On Tue, 1 Jul 2003, Ken Caviness wrote:

[In regard to Taylor and Wheeler's "Spacetime Physics]
It's worth the expense and time spent to study this book, which I
believe is now in the second edition.


It is interesting to see the differences between the first
edition, and the second edition published some thirty years
later. The newer edition removed the mathematical sections on
hyperbolic functions -- personally, I find the hyperbolic forms
most insightful -- but they compensated by tightening up the
definitions and characterizations of several fundamental
concepts.

... indicate "time constrictions" at all.

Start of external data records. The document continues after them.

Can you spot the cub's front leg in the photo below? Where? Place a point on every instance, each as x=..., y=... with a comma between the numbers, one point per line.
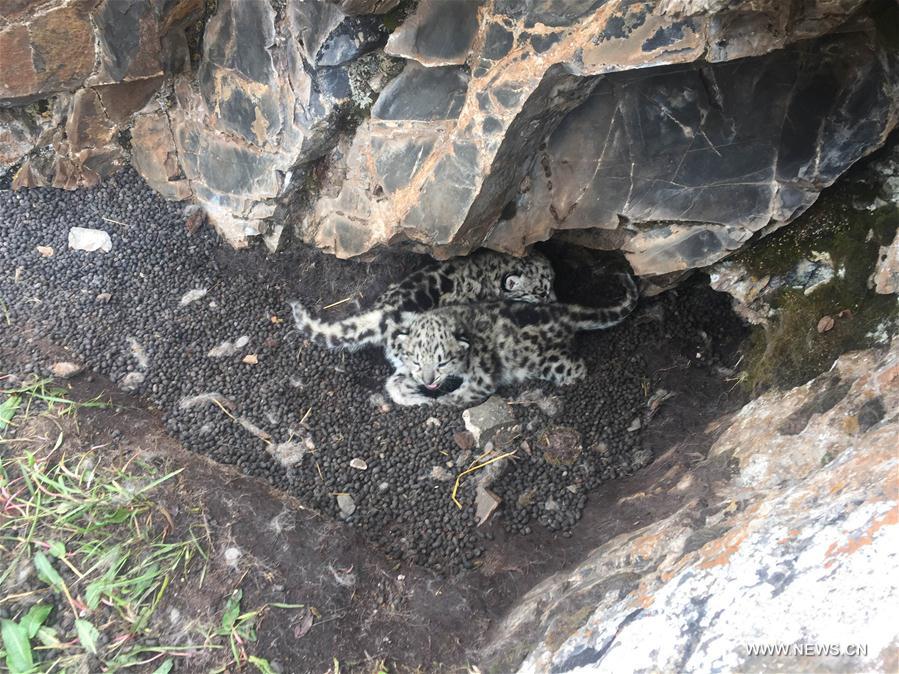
x=473, y=390
x=404, y=390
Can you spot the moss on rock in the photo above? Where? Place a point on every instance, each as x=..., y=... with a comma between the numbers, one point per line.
x=791, y=350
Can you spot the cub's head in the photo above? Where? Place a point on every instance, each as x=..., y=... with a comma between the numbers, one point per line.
x=529, y=279
x=433, y=350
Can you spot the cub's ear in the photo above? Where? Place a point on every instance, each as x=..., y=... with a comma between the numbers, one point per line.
x=511, y=281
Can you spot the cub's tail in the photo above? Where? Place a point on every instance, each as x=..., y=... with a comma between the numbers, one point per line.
x=351, y=333
x=589, y=318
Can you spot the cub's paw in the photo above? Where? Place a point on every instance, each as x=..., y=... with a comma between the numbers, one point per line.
x=404, y=391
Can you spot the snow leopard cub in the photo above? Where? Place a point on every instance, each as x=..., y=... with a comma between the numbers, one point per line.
x=484, y=275
x=460, y=355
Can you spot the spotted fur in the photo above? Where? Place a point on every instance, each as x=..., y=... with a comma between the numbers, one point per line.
x=460, y=355
x=482, y=276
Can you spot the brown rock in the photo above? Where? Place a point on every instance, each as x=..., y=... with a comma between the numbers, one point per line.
x=28, y=176
x=121, y=100
x=18, y=135
x=18, y=78
x=63, y=44
x=154, y=156
x=88, y=125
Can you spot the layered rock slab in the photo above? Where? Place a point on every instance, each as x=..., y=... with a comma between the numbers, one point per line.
x=454, y=181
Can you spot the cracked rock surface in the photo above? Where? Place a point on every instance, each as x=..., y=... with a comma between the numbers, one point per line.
x=673, y=131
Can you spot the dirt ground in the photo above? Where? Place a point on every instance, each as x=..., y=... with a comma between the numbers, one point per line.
x=368, y=612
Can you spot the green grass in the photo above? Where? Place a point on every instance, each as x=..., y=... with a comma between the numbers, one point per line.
x=102, y=552
x=89, y=554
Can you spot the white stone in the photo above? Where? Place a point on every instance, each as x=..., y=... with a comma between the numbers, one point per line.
x=192, y=296
x=90, y=240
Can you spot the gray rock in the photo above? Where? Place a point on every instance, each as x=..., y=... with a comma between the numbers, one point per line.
x=486, y=503
x=676, y=166
x=783, y=553
x=346, y=504
x=886, y=275
x=192, y=296
x=90, y=240
x=439, y=33
x=351, y=38
x=423, y=94
x=705, y=156
x=487, y=419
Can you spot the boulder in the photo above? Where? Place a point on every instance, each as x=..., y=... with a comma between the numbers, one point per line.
x=673, y=131
x=886, y=275
x=799, y=515
x=642, y=127
x=80, y=69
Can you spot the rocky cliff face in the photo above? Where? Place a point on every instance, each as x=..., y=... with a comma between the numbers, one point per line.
x=794, y=509
x=673, y=131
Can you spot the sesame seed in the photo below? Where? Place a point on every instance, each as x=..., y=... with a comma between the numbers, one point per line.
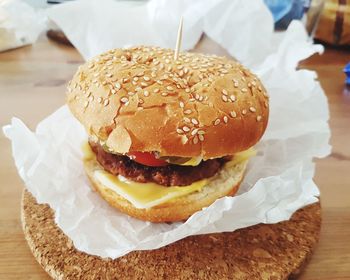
x=184, y=139
x=140, y=74
x=194, y=131
x=124, y=99
x=252, y=109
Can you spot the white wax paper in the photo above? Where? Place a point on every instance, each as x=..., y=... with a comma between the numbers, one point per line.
x=277, y=183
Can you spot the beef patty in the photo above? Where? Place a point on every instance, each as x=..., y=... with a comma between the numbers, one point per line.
x=170, y=175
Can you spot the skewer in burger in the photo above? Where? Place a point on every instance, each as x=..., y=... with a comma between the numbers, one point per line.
x=166, y=137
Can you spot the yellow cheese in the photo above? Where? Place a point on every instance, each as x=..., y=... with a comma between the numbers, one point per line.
x=192, y=162
x=87, y=152
x=144, y=195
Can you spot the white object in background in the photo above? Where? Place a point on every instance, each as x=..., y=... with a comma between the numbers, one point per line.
x=95, y=26
x=278, y=180
x=20, y=24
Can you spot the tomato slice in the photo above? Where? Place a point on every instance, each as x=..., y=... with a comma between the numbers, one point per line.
x=147, y=158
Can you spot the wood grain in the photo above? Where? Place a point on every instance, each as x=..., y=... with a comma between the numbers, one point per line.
x=32, y=86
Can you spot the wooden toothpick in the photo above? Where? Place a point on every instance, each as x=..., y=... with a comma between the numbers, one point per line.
x=178, y=40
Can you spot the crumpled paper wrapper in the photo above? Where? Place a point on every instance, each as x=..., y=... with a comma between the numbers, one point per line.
x=277, y=183
x=20, y=24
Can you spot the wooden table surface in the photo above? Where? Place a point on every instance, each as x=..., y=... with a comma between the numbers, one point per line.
x=32, y=86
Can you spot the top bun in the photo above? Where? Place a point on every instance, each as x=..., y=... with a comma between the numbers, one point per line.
x=141, y=99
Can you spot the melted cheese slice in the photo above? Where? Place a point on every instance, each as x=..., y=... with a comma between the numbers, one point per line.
x=147, y=195
x=144, y=195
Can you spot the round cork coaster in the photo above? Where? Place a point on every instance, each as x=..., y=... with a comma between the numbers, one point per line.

Yes. Terminology such as that sound the alarm bells and make the
red flags wave all around. Any novice with a serious interest in
learning special relativity will benefit greatly from Taylor and
Wheeler's presentation. For that matter, many established
physicists could also benefit from the care and precision of the
author's formulations. Another excellent non-technical
presentation of relativity is Robert Geroch's "General Relativity
From A to B," _The University of Chicago Press_, 1978/1981.
There is virtually no mathematics in the book, yet the conceptual
development is exquisite.

If only there was a "God of Relativity," I am sure he would
dictate both of these books as required reading _before_ students
object to some aspect of relativity. :)

--
Stephen
speicher@caltech.edu

Ignorance is just a placeholder for knowledge.

Printed using 100% recycled electrons.